Jeszcze w trakcie sezonu prezes Energa Wybrzeże Gdańsk, Tadeusz Zdunek, odkupił udziały w klubie od swoich wspólników, ale wielu i tak spodziewało się, że to jedynie przygotowanie do oddania klubu w inne ręce. Nic takiego nie nastąpiło, bo zamiast ruszyć do rozmów z potencjalnymi inwestorami, Zdunek zajął się rozmowami z władzami miasta. Wnioski są dla niego bardzo motywujące.
Prezes Wybrzeża chciał dostać informację, czy są gotowe mocniej zaangażować się we wspierania żużla w tym mieście. Chodzi nie tylko o wsparcie finansowe drużyny, ale także niezbędne inwestycję w stadion, który z roku na rok jest w coraz gorszym stanie. Cały czas jest bowiem realna groźba, że obiekt przestanie spełniać wyśrubowane normy narzucone przez Ekstraligę.
Już teraz można powiedzieć, że negocjacje zakończyły się sukcesem. Po spotkaniu przedstawicieli Wybrzeża z ratuszem znane są już pierwsze konkrety.

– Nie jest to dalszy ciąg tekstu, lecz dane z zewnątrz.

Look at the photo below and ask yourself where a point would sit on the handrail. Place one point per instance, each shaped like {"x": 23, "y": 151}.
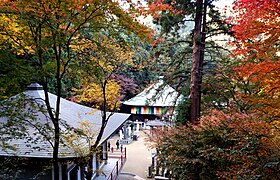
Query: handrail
{"x": 119, "y": 164}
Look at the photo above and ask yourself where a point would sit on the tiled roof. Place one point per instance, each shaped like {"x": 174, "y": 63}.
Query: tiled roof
{"x": 71, "y": 113}
{"x": 157, "y": 94}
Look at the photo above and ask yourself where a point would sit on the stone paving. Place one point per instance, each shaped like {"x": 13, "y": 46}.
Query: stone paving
{"x": 138, "y": 159}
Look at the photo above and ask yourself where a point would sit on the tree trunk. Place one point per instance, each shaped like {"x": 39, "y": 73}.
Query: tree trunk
{"x": 203, "y": 40}
{"x": 195, "y": 72}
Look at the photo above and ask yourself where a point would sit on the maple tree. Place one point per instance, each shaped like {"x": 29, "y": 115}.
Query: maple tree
{"x": 256, "y": 29}
{"x": 45, "y": 31}
{"x": 229, "y": 145}
{"x": 186, "y": 46}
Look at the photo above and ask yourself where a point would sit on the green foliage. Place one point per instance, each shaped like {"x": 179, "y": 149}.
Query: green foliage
{"x": 15, "y": 73}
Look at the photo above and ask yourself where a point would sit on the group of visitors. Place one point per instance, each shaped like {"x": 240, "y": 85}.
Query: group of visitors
{"x": 117, "y": 144}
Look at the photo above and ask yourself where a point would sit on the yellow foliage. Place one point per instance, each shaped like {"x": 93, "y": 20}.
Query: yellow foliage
{"x": 93, "y": 93}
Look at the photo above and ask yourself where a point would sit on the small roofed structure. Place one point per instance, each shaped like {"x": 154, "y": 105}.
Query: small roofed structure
{"x": 156, "y": 123}
{"x": 156, "y": 101}
{"x": 37, "y": 147}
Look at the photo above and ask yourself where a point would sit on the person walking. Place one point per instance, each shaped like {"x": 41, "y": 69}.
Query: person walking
{"x": 109, "y": 146}
{"x": 121, "y": 148}
{"x": 118, "y": 144}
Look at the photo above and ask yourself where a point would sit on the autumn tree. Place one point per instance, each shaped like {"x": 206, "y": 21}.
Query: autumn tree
{"x": 256, "y": 30}
{"x": 229, "y": 145}
{"x": 186, "y": 45}
{"x": 45, "y": 31}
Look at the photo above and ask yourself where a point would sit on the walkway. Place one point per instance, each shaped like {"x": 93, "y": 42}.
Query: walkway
{"x": 138, "y": 158}
{"x": 137, "y": 162}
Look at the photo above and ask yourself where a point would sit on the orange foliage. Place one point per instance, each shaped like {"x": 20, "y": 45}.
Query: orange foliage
{"x": 257, "y": 38}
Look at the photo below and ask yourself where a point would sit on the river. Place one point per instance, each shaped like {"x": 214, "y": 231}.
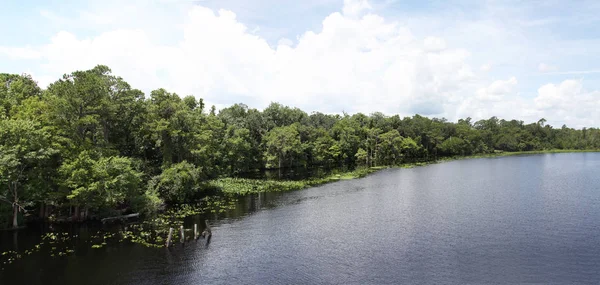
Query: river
{"x": 520, "y": 219}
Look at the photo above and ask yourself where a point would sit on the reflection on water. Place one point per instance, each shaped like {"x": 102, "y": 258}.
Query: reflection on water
{"x": 501, "y": 220}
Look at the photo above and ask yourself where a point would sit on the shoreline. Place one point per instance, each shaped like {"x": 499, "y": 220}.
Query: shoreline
{"x": 244, "y": 186}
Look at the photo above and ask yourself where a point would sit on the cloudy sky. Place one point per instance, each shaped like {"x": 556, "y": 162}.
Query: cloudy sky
{"x": 512, "y": 59}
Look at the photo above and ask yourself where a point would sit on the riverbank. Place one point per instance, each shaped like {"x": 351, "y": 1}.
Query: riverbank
{"x": 244, "y": 186}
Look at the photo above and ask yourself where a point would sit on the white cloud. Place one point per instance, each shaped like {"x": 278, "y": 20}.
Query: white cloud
{"x": 434, "y": 44}
{"x": 355, "y": 7}
{"x": 543, "y": 67}
{"x": 20, "y": 52}
{"x": 485, "y": 67}
{"x": 569, "y": 100}
{"x": 357, "y": 62}
{"x": 497, "y": 90}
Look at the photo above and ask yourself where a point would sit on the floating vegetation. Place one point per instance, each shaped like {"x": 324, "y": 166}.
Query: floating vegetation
{"x": 245, "y": 186}
{"x": 152, "y": 231}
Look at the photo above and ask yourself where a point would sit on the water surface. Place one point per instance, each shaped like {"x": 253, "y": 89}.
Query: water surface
{"x": 521, "y": 219}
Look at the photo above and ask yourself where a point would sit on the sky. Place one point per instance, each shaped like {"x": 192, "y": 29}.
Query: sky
{"x": 512, "y": 59}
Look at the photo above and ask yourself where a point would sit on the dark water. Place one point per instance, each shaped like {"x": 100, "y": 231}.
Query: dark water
{"x": 501, "y": 220}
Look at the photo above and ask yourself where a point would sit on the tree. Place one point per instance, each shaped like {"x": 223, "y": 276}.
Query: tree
{"x": 178, "y": 183}
{"x": 282, "y": 143}
{"x": 25, "y": 146}
{"x": 237, "y": 149}
{"x": 100, "y": 182}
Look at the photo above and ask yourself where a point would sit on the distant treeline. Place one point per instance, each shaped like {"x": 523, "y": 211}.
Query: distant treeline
{"x": 91, "y": 145}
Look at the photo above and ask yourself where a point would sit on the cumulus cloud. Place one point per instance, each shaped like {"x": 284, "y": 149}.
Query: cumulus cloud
{"x": 434, "y": 44}
{"x": 357, "y": 62}
{"x": 543, "y": 67}
{"x": 497, "y": 90}
{"x": 355, "y": 7}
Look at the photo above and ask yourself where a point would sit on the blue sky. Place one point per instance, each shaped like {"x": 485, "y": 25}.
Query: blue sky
{"x": 511, "y": 59}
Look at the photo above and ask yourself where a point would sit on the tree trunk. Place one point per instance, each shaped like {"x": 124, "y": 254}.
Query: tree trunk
{"x": 15, "y": 216}
{"x": 76, "y": 213}
{"x": 42, "y": 210}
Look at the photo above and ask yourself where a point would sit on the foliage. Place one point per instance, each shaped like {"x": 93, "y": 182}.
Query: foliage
{"x": 91, "y": 140}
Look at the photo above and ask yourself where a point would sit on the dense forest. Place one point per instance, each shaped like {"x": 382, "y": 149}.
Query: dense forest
{"x": 91, "y": 145}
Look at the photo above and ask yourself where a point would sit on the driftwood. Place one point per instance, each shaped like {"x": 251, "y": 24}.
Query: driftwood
{"x": 120, "y": 217}
{"x": 207, "y": 233}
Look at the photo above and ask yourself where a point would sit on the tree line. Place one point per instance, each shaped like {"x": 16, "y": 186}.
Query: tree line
{"x": 91, "y": 145}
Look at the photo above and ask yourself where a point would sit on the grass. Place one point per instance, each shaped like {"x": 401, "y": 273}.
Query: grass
{"x": 243, "y": 186}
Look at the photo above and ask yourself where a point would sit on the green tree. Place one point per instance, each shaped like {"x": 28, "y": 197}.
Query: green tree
{"x": 282, "y": 143}
{"x": 178, "y": 183}
{"x": 25, "y": 146}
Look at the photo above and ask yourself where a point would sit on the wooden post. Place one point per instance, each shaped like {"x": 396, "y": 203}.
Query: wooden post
{"x": 182, "y": 236}
{"x": 169, "y": 237}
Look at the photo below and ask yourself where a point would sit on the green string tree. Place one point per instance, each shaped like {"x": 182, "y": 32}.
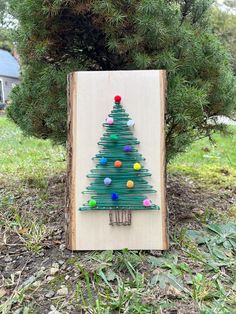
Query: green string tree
{"x": 118, "y": 181}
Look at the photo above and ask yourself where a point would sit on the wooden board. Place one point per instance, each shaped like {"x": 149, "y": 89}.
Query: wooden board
{"x": 90, "y": 100}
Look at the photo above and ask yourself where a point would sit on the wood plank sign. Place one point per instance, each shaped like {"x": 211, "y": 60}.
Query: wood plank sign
{"x": 116, "y": 161}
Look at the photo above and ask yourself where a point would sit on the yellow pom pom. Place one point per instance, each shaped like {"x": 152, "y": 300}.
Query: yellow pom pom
{"x": 137, "y": 166}
{"x": 130, "y": 184}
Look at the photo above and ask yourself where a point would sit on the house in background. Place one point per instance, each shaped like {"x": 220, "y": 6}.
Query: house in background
{"x": 9, "y": 74}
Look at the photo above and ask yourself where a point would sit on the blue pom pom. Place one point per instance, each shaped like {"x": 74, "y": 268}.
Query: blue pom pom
{"x": 114, "y": 196}
{"x": 107, "y": 181}
{"x": 103, "y": 161}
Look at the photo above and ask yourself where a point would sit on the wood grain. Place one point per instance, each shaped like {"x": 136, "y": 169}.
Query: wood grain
{"x": 70, "y": 225}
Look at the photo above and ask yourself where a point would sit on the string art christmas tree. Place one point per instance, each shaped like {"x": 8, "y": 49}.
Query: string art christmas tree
{"x": 118, "y": 181}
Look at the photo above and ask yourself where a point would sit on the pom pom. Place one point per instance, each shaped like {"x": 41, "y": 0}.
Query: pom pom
{"x": 127, "y": 148}
{"x": 92, "y": 203}
{"x": 147, "y": 203}
{"x": 103, "y": 161}
{"x": 117, "y": 163}
{"x": 130, "y": 184}
{"x": 114, "y": 196}
{"x": 109, "y": 120}
{"x": 130, "y": 123}
{"x": 117, "y": 99}
{"x": 107, "y": 181}
{"x": 137, "y": 166}
{"x": 114, "y": 137}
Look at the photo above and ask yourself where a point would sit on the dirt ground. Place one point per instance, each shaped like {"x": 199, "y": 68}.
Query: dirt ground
{"x": 20, "y": 267}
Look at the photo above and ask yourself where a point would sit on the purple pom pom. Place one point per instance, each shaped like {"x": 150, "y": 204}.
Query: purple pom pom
{"x": 114, "y": 196}
{"x": 107, "y": 181}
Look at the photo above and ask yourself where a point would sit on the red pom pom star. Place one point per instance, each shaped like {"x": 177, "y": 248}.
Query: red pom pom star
{"x": 117, "y": 99}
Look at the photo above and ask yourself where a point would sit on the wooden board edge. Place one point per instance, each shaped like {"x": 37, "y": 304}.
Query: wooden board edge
{"x": 163, "y": 95}
{"x": 70, "y": 210}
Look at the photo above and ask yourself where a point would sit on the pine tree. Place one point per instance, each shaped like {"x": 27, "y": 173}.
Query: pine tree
{"x": 57, "y": 37}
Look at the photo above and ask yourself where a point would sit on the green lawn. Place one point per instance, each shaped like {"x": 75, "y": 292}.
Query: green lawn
{"x": 210, "y": 163}
{"x": 27, "y": 158}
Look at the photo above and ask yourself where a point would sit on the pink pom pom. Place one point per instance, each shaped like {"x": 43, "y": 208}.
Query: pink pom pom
{"x": 147, "y": 203}
{"x": 109, "y": 120}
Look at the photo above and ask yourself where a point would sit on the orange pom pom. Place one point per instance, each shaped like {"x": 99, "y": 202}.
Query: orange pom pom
{"x": 130, "y": 184}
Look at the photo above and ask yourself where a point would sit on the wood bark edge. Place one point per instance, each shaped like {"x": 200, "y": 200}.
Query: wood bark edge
{"x": 70, "y": 222}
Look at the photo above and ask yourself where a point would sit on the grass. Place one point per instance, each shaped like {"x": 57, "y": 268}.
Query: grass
{"x": 27, "y": 158}
{"x": 210, "y": 163}
{"x": 197, "y": 275}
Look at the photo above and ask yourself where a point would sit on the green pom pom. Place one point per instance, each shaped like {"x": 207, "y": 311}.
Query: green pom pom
{"x": 114, "y": 137}
{"x": 92, "y": 203}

- Podczas spotkania ustalono kontynuację wsparcia przez miasto drużyny żużlowej Wybrzeże. Jednak wysokość wsparcia będzie zależna od poziomu ligowego, w którym będzie występować klub w przyszłym sezonie. Gdy zostanie to określone, powrócimy do rozmów o sezonie i długoterminowych planach drużyny. Jednocześnie miasto zadeklarowało, że Gdański Ośrodek Sportu wykona niezbędną modernizację stadionu przed kolejnym sezonem ligowym oraz przystąpi do pozyskania dokumentacji projektowej aby zaplanować kompleksowe inwestycje - poinformowała nas Paulina Chełmińska z biura prasowego miasta Gdańska.
ZOBACZ WIDEO: Paweł Przedpełski pośpieszył się z odejściem z PGE Ekstraligi?
Jeszcze do niedawna wydawało się, że spadek zespołu do Krajowej Ligi Żużlowej i fatalna atmosfera wokół żużla w Gdańsku wpłyną na zatrzymanie planowanych inwestycji. Wśród deklarowanych zmian wymieniano podniesienie band, wymianę oświetlenia, przebudowę parkingu, wymianę wieżyczki sędziowskiej.
Przed minionym sezonie w Gdańsku wykonano instalację odwodnienia liniowego, która miała być pierwszym krokiem gruntownej przebudowy. Po dłuższym okresie niepewności, teraz można być już pewnym, że niedługo znów rozpoczną się kolejne prace na tym stadionie.
Na razie Wybrzeże nie rozpoczęło konstruowania drużyny na kolejny sezon, a to wszystko dlatego, że nie wiadomo, w której lidze będą rozgrywali swoje mecze. Orzeł Łódź wciąż szuka nowego właściciela, a problemy z uzyskaniem licencji może mieć nie tylko Unia Tarnów, ale także Start Gniezno. Sytuacja wyjaśni się najprawdopodobniej dopiero w listopadzie, jednak gdańszczanie już teraz sygnalizują, że są gotowi, by jeździć w Metalkas 2. Ekstralidze. Dostępnych zawodników jest jednak na tyle dużo, że nie będzie żadnych problemów, by zbudować mocny skład.